Up to you. Simple zfs send piped to zfs receive works fine from the truenas cli, but I’m given to understand that installing new packages is kind of a pain unless you set up a container for that. I don’t really know how pleasant-or-not the in-interface tooling is in the truenas UI, myself.

bladewdr · August 19, 2024, 7:39pm

It’s fairly trivial to set up replication in the GUI. The only thing I had to do on the CLI with my TrueNAS box is set ZFS delegation permissions, since the GUI doesn’t support that yet (or at least it didn’t when I set up my replication jobs.)

But yeah it’s pretty much:

create SSH credentials
create replication job, you can do either push or pull.
If you’d like to avoid using a privileged user, you can drop to the shell and issue a few zfs allow commands.

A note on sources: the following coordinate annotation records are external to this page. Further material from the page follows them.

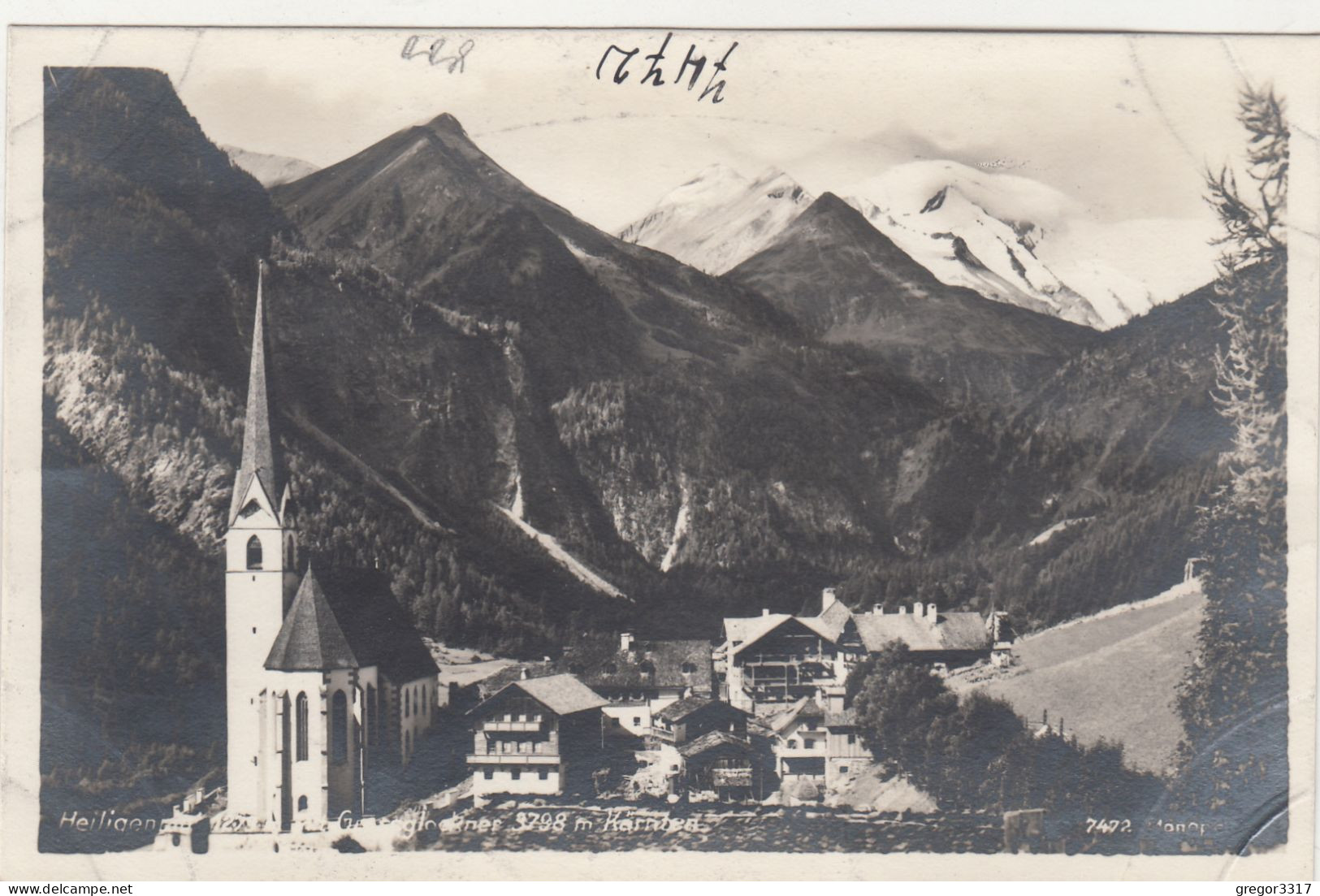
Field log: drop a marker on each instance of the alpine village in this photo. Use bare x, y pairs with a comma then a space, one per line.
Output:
392, 507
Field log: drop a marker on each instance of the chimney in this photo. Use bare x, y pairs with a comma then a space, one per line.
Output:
828, 599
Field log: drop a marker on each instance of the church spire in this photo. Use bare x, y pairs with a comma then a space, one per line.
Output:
258, 450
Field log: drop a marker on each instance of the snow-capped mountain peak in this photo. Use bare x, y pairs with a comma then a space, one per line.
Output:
720, 217
1018, 240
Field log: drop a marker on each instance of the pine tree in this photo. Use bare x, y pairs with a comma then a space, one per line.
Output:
1233, 701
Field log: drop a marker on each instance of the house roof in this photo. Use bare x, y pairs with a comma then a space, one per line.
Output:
630, 668
745, 630
753, 629
563, 695
379, 631
834, 619
844, 720
804, 708
494, 682
954, 631
682, 709
348, 618
310, 638
711, 741
258, 458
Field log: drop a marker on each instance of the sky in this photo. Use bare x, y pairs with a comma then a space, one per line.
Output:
1123, 124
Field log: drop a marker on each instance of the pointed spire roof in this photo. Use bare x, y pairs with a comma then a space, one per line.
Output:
310, 639
258, 449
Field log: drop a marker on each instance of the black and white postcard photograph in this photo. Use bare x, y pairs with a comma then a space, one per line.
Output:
436, 450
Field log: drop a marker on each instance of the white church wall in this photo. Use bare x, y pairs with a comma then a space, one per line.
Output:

SinisterPisces · August 19, 2024, 10:56pm

Thanks. I’m glad to know the ZFS CLI commands won’t give TrueNAS the vapors.

I’m very glad I watched the video linked up-thread so I actually know how all this works. I could have learned how to configure TrueNAS without actually underatnding why it was working, which isn’t what I wanted. Relying on magic hidden behind GUIs has gotten me into trouble when I’ve done other Linux things, and this is a lot more mission-critical than any of that was.

… The downside is, now I’ve actually snapshotted and replicated a dataset and a trio of nested datasets from one pool to another, and have not just drank the ZFS kool-aid, but am fully submerged in a vat of it. After having used QNAP’s byzantine interface to transfer data from one storage pool to another, I am enamored. It was so easy and so fast that I wasn’t even sure the snapshot happened at first, and even the replication was significantly faster than rsync–though the TrueNAS UI doesn’t tell you how fast it’s going–I had to pop over and look at disk I/O and add up the individual disk stats to get an idea of the total write speed.

So, for anyone who finds this later and is using TrueNAS, absolutely watch the video above, and then these two from Tom Lawrence on how to make TrueNAS behave. TrueNAS’ interface makes perfect sense once you’ve done it once, but I’m not sure I’d have figured it out on my own with getting it wrong a few times.

TrueNAS Snapshots:
ZFS Snapshots Explained: How To Protect Your Data From Mistakes, Malware, & Ransomware - YouTube

TrueNAS Replication:
Backup & Recovery Made Easy: TrueNAS ZFS Replication Tutorial - YouTube

Aside: TrueNAS does support SSH+netcat for replication, but it’s in the advanced settings for the replication job.